6. The method according to any of the claims 1 to 5, further comprising deriving a prediction model by using samples and their locations of a certain sample component by samples of another sample component.

7. The method according to any of the claims 1 to 6, further comprising retrieving an existing prediction model from a storage and using the retrieved existing prediction model together with at the first or said at least one other derived prediction model.

8. The method according to any of the claims 1 to 7, wherein the model derivation is executed at an encoder and/or in a decoder.

9. An apparatus comprising:

- means for receiving a source picture;

- means for partitioning the source picture into a set of non-overlapping blocks;

- for a block, means for obtaining at least one sample/pixel value and its location from at least one neighboring block;

- means for deriving a prediction model for a block that relates the sample(s) of a neighboring block(s) to the corresponding location(s) of the neighboring block(s)
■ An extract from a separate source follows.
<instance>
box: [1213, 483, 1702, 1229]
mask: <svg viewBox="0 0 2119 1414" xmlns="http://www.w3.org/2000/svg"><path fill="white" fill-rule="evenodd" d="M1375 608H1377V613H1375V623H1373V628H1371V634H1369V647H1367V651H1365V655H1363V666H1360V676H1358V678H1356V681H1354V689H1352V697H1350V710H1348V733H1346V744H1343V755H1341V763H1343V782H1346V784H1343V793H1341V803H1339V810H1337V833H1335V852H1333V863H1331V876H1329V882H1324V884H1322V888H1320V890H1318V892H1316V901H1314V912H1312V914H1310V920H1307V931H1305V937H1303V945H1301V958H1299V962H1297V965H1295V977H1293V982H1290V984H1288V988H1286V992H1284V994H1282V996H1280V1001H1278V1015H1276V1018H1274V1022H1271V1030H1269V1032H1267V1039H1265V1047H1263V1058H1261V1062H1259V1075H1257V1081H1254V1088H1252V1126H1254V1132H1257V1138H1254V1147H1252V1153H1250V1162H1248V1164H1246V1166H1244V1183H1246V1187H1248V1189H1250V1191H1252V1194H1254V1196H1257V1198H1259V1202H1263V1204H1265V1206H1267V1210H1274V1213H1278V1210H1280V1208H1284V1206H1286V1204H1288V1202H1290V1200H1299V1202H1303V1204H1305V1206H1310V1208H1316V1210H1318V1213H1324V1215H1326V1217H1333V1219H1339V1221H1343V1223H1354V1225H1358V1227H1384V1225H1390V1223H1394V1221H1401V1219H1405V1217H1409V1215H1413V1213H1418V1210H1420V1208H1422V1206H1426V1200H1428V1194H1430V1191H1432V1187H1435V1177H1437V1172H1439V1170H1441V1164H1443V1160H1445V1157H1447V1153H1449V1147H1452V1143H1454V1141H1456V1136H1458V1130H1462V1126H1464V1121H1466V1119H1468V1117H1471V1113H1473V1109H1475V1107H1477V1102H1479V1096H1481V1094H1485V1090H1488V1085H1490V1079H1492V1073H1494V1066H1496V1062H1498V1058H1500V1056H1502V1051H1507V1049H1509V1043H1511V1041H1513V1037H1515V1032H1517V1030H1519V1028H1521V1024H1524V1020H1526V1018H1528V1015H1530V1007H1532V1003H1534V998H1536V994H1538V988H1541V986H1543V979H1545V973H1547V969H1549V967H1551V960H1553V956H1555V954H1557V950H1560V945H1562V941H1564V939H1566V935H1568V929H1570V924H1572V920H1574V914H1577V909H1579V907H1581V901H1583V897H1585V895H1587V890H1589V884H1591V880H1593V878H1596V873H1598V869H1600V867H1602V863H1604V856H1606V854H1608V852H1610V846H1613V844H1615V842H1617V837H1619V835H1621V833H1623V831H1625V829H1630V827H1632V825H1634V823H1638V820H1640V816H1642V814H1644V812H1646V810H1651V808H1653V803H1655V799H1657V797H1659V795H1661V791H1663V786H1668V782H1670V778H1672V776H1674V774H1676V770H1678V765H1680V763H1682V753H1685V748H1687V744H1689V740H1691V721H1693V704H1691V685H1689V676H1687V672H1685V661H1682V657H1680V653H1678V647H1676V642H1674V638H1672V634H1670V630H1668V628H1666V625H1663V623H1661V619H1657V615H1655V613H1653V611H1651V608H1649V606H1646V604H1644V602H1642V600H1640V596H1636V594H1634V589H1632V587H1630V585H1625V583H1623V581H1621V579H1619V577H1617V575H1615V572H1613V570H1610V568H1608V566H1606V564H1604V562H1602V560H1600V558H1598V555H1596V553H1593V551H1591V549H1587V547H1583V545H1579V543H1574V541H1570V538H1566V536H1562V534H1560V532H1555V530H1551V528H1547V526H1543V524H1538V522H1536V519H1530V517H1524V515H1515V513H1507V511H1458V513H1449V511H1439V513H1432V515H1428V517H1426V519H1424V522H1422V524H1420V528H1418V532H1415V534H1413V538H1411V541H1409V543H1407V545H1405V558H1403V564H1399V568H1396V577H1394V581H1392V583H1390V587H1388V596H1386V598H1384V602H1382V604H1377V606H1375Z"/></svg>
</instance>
- means for predicting a sample value of the sample of a first prediction area based on the derived prediction model and the sample location inside the first prediction area;

- means for deriving at least one other prediction model for at least one other prediction area using the predicted samples and their locations from the prediction area being previously predicted; and

- means for predicting a sample value of the sample of the at least one other prediction area based on said at least one other prediction model and the sample location inside said at least one other prediction area.

10. The apparatus according to claim 9, wherein the sample is a pixel or a sub-block.

1 1 . The apparatus according to claim 9 or 10, further comprising means for continuing the method for each block.

12. The apparatus according to any of the claims 9 to 1 1 , wherein the neighboring block is one of the following: a block on a top of a current block, a block on the left of a current block, a block on top-left of a current block, a block on bottom-left of a current block, a block on top-right of a current block.

13. The apparatus according to any of the claims 9 to 12, further comprising means for storing a derived prediction models for certain region in a picture.

14. The apparatus according to any of the claims 9 to 13, further comprising means for deriving a prediction model by using samples and their locations of a certain sample component by samples of another sample component.

15. The apparatus according to any of the claims 9 to 14, further comprising means for retrieving an existing prediction model from a storage and using the retrieved existing prediction model together with at the first or said at least one other derived prediction model.

16. The apparatus according to any of the claims 9 to 15, wherein the model derivation is executed at an encoder and/or in a decoder.

17. An apparatus according to any of the claims 9 to 16, further comprising at least one processor and a memory including computer program code.

18. A computer program product comprising computer program code configured to, when executed on at least one processor, cause an apparatus or a system to

- receive a source picture;

- partition the source picture into a set of non-overlapping blocks;

- for a block, obtain at least one sample/pixel value and its location from at least one neighboring block;

- derive a prediction model for the block that relates the sample(s) of neighboring block(s) to the corresponding location(s) of the neighboring block(s);

- predict a sample value of the sample of a first prediction area based on the derived prediction model and the sample location inside the first prediction area;

- derive at least one other prediction model for at least one other prediction area using the predicted samples and their locations from the prediction area being previously predicted; and

- predict a sample value of the sample of the at least one other prediction area based on said at least one other prediction model and the sample location inside said at least one other prediction area.

19. A computer program product according to claim 18, wherein the computer program product is embodied on a non-transitory computer readable medium.